I am embarrassed to say that going into this enlightening documentary I knew precious little about blues guitarist Buddy Guy. A great oversight on my part as this man was and is one of the biggest artists in the history of blues and someone who has influenced generations of musicians like Eric Clapton, The Rolling Stones, Gary Clark Jr, Stevie Ray Vaughn, and John Mayer. All those accomplished musicians participate in Devin Chanda (Kygo: Live at the Hollywood Bowl, On the Record: Pink), Charles Todd (Behind Celine Dion’s Courage, Romeo Santos: King of Bachata) and Matt Mitchener’s (Pentatonix: On My Way Home, Love. Blood. Kryptonite) documentary about one of the best guitar players ever.
Mitchener, Todd and Chanda are three very experienced directors who have focused largely on music. They have worked together before and besides having directed feature-length and short documentaries they have also worked on (either together or solo) videos by the likes of Rihanna, Jay Z, Mika, and Sofi Tukker. All this to say that these three guys know how to tell a musical tale and bring it to the screen. Here their subject is Buddy Guy, a man who should be more recognized in music history.
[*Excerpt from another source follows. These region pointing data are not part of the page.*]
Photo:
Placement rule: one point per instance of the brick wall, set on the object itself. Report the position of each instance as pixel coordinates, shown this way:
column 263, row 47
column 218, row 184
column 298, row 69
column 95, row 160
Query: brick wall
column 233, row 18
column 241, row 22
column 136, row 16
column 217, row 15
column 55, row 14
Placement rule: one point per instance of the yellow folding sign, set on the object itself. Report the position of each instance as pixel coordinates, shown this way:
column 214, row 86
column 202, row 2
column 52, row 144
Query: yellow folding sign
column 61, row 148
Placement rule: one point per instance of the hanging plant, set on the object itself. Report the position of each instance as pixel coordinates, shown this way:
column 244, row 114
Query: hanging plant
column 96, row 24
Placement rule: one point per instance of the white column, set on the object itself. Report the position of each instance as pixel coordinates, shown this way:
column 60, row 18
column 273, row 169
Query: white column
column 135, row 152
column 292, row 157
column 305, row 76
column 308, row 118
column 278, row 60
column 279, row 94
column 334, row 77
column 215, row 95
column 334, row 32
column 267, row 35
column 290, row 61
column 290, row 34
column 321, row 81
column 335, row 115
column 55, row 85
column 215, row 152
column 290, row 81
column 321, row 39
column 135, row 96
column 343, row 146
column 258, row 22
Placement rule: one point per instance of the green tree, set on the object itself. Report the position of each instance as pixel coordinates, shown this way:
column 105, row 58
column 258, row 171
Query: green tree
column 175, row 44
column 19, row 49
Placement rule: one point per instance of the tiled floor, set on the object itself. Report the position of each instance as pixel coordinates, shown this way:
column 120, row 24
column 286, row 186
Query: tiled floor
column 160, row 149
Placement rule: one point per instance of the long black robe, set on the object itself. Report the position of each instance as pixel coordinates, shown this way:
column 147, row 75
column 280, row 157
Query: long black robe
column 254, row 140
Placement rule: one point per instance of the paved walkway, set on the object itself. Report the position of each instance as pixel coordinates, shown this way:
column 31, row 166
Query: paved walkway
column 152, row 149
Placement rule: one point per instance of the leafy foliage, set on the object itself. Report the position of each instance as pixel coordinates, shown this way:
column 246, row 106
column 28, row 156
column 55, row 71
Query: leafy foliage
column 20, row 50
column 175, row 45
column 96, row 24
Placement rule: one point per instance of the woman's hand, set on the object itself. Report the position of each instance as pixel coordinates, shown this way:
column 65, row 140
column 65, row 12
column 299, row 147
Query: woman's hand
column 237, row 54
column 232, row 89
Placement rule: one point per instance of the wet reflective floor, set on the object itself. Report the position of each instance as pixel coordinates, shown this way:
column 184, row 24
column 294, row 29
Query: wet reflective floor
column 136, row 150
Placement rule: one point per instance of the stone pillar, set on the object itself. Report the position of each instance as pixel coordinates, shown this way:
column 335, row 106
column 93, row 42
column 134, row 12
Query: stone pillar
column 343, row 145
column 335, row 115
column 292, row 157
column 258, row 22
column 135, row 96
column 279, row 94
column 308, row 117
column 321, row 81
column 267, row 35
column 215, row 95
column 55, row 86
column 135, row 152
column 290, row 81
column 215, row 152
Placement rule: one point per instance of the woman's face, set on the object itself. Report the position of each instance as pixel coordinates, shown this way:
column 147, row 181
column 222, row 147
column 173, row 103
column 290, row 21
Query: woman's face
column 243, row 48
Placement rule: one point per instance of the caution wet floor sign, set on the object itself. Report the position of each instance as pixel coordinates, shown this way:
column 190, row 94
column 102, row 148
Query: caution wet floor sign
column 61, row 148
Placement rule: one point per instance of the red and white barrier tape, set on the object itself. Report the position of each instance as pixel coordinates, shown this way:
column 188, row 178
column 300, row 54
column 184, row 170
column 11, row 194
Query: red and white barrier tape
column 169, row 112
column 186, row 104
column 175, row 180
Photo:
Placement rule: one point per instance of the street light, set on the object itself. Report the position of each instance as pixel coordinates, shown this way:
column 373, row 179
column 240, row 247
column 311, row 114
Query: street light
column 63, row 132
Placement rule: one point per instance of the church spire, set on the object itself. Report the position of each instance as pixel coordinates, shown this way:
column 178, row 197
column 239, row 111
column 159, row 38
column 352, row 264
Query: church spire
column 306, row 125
This 2021 documentary covers the time in Buddy Guy’s life from the time when he was working as a sharecropper in Louisiana in the 1940s, how he fell in love with music, especially the blues, learned to play guitar, struggled to make a career in music, and to how he became one of the world’s most respected guitarists.
After Buddy Guy heard “Boogie Chillun” by John Lee Hooker, he was hooked. Blues became the center of his life. So obsessed that, even though he did not think he was a good guitar player, he moved to Chicago in 1957 to immerse himself in the Chicago Blues. There he began to play in small clubs, record songs on 45s and play with the likes of Howlin’ Wolf, Muddy Waters and Otis Rush.
While off stage, Buddy is rather calm, on stage it is like he is possessed by a demon. That demon is the blues. As much as he became known for his skill with a guitar, Buddy also became known for his passion, energy and wild persona during his shows.
Now 84, the interviews with the living legend are very revealing – about the man, his music and career. So many stories! He has had quite a career! Between his stories and the interviews with Clapton, Mayer, Carlos Santana, and Gary Clark Jr, you really get a picture of how important this man is to music.
It is important that younger music fans watch a documentary like this to understand where music has come from and why it sounds the way it does. How important blues music is, despite the fact that it is certainly in the background today. Also, important to get the stories out of Buddy Guy while he is still with us – the last of the Chicago Blues greats.